The model could be especially useful in nanotechnology. "As devices get smaller and smaller, understanding the phenomena of defect nucleation and growth becomes more and more important," said Subra Suresh, head of the Department of Materials Science and Engineering (DMSE). A seemingly minuscule dislocation--a local disorder in the arrangement of atoms inside a material--or a crack can drastically compromise the performance of a device.
"There has been much past work on defects in materials, but no one has really explained how a crack or void nucleates in the first place. This work is a first step to that end," said Suresh, an author of a paper on the work that appeared in a recent issue of Nature.
His coauthors are Ju Li (MIT Ph.D. 2000), now a professor at Ohio State University); Krystyn J. Van Vliet (MIT Ph.D. 2002), now a postdoctoral associate at Harvard University/Children's Hospital until she joins the MIT faculty next year; Ting Zhu, a graduate student in mechanical engineering; and Sidney Yip, a professor in the Department of Nuclear Engineering and DMSE.
In a commentary published along with the Nature paper, Jonathan Zimmerman of Sandia National Laboratories wrote that the MIT researchers "have achieved a significant step towards understanding the defective world of materials in which we live."
Suresh noted that one of the challenges in materials science is showing a seamless transition from defects on the atomic or molecular scale to the overall performance at the engineering level. "We have not had a [good] handshake between the two," he said.
The model described in Nature provides predictive capabilities that transition smoothly across multiple length scales. "This approach can be used to not only predict nucleation of defects between atoms, but also shearing [slipping] between plates in the Earth, the phenomenon behind earthquakes," Van Vliet noted.

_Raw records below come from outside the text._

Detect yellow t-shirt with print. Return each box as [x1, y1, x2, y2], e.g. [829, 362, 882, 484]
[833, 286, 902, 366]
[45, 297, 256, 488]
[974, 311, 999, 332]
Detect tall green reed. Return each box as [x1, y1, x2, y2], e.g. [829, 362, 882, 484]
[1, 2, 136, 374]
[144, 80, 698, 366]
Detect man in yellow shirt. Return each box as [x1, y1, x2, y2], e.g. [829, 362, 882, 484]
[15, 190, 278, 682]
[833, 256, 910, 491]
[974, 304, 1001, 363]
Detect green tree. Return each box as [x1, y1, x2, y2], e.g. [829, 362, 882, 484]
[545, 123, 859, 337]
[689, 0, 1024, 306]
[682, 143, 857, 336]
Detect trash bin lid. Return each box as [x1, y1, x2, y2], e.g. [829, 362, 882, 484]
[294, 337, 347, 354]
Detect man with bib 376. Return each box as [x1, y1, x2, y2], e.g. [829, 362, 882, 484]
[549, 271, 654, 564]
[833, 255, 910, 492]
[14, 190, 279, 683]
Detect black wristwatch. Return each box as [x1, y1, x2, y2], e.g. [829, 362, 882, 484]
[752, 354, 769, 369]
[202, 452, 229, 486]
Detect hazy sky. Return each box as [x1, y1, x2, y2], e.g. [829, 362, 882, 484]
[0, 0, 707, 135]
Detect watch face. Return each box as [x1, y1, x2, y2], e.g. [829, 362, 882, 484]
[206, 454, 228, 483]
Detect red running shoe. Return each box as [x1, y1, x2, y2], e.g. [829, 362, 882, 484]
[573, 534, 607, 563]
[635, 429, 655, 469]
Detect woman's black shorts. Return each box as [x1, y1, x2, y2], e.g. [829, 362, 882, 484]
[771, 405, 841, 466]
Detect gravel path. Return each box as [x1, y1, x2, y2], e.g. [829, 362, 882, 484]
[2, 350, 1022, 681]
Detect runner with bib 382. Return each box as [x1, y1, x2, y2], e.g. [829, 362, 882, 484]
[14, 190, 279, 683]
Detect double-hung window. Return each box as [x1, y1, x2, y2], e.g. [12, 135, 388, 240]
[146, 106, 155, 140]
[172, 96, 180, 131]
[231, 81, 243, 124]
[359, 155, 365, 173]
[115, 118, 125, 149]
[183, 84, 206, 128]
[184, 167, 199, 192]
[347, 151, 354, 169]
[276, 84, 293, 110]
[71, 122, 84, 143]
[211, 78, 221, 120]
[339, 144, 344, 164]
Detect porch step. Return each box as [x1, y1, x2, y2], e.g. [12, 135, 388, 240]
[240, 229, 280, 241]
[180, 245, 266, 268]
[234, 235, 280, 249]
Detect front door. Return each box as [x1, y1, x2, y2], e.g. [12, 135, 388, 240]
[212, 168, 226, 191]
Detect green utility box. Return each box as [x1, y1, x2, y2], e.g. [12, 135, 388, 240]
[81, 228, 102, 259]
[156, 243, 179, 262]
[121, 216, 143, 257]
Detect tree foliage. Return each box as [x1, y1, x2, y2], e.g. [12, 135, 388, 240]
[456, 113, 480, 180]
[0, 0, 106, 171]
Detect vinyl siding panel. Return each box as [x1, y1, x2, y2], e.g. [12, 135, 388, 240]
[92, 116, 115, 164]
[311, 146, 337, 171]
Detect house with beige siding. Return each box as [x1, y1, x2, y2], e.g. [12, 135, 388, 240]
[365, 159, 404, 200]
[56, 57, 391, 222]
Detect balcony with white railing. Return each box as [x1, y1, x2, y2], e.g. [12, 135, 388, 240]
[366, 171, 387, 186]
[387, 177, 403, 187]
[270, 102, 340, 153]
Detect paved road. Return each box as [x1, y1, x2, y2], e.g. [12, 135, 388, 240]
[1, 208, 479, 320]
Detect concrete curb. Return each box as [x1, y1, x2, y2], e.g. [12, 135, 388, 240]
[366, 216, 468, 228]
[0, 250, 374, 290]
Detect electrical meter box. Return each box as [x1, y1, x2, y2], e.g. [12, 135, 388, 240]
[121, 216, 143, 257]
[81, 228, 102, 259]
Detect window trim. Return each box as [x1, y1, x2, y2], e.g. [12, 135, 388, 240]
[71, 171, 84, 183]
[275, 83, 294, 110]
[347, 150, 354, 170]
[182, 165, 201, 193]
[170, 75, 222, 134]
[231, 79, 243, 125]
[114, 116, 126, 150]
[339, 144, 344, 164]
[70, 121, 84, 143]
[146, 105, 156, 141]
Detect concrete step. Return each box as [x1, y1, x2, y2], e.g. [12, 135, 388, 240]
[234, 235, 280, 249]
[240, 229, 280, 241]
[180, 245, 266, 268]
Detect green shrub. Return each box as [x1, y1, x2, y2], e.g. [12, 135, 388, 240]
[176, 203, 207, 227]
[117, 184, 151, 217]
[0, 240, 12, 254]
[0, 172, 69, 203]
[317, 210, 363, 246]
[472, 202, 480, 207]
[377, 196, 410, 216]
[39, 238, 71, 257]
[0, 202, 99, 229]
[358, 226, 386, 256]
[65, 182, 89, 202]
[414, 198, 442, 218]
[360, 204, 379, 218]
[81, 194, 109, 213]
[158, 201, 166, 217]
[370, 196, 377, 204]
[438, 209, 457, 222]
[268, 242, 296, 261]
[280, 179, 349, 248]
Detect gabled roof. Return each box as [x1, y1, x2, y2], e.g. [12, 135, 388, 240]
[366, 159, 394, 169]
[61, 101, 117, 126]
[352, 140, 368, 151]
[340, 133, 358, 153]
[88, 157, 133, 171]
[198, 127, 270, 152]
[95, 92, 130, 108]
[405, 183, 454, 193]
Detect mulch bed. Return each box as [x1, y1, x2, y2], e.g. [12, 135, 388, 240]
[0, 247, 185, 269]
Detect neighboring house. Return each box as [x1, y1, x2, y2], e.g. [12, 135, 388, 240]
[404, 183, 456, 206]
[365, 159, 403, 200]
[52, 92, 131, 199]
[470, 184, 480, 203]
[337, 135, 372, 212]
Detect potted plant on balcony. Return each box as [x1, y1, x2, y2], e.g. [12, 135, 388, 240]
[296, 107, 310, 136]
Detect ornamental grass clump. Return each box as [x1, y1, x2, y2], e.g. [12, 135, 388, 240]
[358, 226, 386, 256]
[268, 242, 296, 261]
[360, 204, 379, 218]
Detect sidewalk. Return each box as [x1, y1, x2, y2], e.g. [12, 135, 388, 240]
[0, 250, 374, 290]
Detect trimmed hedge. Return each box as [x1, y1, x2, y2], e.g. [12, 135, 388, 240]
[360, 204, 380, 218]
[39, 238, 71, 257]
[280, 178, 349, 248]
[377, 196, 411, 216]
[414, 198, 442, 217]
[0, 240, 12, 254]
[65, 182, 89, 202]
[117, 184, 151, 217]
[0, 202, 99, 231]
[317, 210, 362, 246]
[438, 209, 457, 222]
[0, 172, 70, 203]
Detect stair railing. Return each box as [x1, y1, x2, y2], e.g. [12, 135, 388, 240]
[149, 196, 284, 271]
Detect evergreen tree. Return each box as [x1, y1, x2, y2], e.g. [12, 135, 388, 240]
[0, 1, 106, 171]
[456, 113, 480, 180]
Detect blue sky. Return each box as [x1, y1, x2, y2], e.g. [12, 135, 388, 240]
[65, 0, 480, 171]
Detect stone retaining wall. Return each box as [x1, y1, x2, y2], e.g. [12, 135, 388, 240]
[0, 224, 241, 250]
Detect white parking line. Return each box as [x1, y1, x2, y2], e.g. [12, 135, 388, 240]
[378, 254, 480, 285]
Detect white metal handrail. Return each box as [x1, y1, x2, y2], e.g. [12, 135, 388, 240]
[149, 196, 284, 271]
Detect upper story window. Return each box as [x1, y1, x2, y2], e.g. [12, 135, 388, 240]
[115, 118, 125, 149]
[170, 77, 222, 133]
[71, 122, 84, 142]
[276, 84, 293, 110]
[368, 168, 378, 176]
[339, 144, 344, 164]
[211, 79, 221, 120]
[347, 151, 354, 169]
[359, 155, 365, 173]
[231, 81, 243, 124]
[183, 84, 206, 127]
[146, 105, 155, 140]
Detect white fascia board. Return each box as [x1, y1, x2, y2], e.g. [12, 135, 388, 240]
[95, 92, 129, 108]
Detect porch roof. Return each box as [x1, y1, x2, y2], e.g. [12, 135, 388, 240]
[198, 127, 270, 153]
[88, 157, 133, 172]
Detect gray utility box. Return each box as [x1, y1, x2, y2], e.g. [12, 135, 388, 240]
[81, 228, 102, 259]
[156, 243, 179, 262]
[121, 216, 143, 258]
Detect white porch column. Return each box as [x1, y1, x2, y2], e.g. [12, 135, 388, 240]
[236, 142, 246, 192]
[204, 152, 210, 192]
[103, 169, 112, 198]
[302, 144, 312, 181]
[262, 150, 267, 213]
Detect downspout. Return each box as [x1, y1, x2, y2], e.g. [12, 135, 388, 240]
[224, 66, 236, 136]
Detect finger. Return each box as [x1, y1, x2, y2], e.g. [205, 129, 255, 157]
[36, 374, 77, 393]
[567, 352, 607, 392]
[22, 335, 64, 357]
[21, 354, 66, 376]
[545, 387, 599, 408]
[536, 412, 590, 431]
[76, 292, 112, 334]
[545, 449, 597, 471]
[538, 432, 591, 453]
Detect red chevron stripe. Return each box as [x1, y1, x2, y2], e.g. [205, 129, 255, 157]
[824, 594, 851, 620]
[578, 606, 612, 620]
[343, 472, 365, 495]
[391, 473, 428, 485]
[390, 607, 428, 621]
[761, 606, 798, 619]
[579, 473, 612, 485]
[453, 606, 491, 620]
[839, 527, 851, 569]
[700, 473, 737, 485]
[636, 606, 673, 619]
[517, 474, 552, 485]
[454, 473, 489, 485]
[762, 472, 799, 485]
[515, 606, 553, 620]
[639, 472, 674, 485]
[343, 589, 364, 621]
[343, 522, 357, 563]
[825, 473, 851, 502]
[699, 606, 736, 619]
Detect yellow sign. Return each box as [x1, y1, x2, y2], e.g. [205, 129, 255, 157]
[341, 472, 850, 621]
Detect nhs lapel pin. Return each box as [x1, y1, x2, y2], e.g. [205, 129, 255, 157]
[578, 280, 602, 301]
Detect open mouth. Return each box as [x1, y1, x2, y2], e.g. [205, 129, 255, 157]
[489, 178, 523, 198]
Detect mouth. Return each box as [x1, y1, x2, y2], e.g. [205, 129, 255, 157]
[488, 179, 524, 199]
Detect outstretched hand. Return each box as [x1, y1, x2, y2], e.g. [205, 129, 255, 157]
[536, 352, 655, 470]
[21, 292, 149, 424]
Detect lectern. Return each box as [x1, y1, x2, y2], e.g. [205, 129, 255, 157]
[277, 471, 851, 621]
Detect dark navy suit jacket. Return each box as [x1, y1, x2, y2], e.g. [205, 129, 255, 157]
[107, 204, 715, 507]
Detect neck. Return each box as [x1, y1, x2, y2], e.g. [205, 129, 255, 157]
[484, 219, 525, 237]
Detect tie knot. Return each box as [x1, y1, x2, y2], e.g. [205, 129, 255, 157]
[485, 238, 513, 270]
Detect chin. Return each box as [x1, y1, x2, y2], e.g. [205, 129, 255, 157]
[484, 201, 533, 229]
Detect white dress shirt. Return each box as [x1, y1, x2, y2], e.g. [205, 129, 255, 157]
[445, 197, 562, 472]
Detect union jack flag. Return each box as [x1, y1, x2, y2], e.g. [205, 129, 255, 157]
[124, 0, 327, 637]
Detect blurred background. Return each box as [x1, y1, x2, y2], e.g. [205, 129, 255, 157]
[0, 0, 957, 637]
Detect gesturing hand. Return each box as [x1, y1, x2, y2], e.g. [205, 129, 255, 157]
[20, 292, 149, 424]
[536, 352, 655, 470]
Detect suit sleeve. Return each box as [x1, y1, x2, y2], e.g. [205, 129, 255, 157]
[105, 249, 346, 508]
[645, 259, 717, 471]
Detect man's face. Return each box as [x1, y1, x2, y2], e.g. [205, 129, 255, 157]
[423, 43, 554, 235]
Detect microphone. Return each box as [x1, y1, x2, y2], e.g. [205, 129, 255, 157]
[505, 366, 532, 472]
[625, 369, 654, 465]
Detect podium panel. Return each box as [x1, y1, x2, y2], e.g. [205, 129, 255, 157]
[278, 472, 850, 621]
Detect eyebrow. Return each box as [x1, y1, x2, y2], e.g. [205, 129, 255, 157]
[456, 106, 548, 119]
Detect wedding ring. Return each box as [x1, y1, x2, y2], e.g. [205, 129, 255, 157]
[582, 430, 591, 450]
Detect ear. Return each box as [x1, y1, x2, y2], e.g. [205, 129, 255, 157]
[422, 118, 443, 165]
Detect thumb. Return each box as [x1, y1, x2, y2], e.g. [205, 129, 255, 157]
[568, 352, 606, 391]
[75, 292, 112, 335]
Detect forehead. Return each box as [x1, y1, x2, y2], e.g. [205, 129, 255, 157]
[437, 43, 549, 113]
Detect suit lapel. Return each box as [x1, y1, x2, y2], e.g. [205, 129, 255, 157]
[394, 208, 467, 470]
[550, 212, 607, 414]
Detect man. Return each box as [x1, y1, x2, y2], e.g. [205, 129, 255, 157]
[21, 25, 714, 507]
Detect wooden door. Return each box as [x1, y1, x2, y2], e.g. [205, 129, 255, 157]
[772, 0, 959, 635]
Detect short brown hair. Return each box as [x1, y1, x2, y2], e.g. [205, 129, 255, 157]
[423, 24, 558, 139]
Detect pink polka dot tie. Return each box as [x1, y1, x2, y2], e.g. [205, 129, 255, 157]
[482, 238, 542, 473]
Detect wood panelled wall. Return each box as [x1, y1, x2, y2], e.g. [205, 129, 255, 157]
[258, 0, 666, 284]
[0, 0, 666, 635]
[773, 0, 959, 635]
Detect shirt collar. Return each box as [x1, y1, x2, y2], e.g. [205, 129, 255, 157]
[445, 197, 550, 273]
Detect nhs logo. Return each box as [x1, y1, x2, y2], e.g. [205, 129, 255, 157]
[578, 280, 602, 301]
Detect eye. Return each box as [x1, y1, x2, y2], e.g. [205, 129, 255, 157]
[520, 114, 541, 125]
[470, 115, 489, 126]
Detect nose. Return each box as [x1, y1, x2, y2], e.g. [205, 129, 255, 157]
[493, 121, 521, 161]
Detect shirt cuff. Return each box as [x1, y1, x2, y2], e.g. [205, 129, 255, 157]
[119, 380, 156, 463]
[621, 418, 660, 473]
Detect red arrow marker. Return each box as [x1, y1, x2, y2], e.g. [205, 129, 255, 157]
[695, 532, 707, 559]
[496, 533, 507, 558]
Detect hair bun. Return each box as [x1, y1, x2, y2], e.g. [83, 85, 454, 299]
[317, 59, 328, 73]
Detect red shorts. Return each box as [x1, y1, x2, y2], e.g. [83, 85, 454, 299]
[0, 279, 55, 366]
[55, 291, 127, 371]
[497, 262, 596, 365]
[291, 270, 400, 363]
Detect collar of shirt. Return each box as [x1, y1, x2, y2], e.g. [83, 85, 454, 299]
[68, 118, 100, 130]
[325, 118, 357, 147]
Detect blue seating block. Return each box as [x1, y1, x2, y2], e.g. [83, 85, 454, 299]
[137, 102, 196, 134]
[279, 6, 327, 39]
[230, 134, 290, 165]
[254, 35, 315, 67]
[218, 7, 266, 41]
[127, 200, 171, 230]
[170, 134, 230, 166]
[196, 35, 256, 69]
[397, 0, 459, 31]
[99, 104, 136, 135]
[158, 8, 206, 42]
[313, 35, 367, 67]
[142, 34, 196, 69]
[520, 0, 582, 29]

The model "captures many key features observed in experiments," continued Zimmerman in his commentary. As a result, Van Vliet said, "we can use it to make predictions about when and how defects will nucleate, rather than having to do experiments for each material or stress scenario."
In the Nature paper, the researchers also describe how atomic defects like a crack or dislocation--singularities seen on the continuum level--can develop from waves. "It's like the life of a butterfly, proceeding in different stages," said Li.
The world is filled with invisible waves such as sound waves traveling through the air or shear waves through a solid. Under certain conditions, however, a wave can become unstable. From there, a defect can nucleate in four stages, said Li.
First, the amplitude of the wave grows. Slowly the wave steepens, similar to what happens to ocean waves as they approach the shore. In the third stage, part of the wave becomes so steep that it can no longer be described at the continuum level and must be transferred to an atomic description. In the fourth stage, the atomic-scale shockwave "gets trapped in the rough terrain of the microscopic energy landscape, resulting in a defect," Li said.
The MIT team stresses that the model "was not developed overnight." Rather, it's based on many years of theory and experiments by myriad others. In addition, "we now have experimental and computational tools that until very recently did not exist," Suresh said. Such tools include the use of a soap-bubble raft as an atomic-scale model of metal structure to visualize defect nucleation (see http://web.
Other key factors in the team's success were the people involved and their diverse areas of expertise. "Today there are many problems that require these multidisciplinary efforts because they're so complicated," Yip said. Perhaps most importantly, however, he stressed the researchers' working relationship. "The great human chemistry in this group gives a really happy flavor to this story."
The work was supported through a Defense University Research Initiative in NanoTechnology by the Office of Naval Research, with additional funds from the National Defense Science and Engineering Graduate Fellowship Program, Honda R&D Co., Ltd., the Air Force Office of Scientific Research, the National Science Foundation / Knowledge and Distributed Intelligence and Information Technology Research Initiatives and Lawrence Livermore National Laboratory.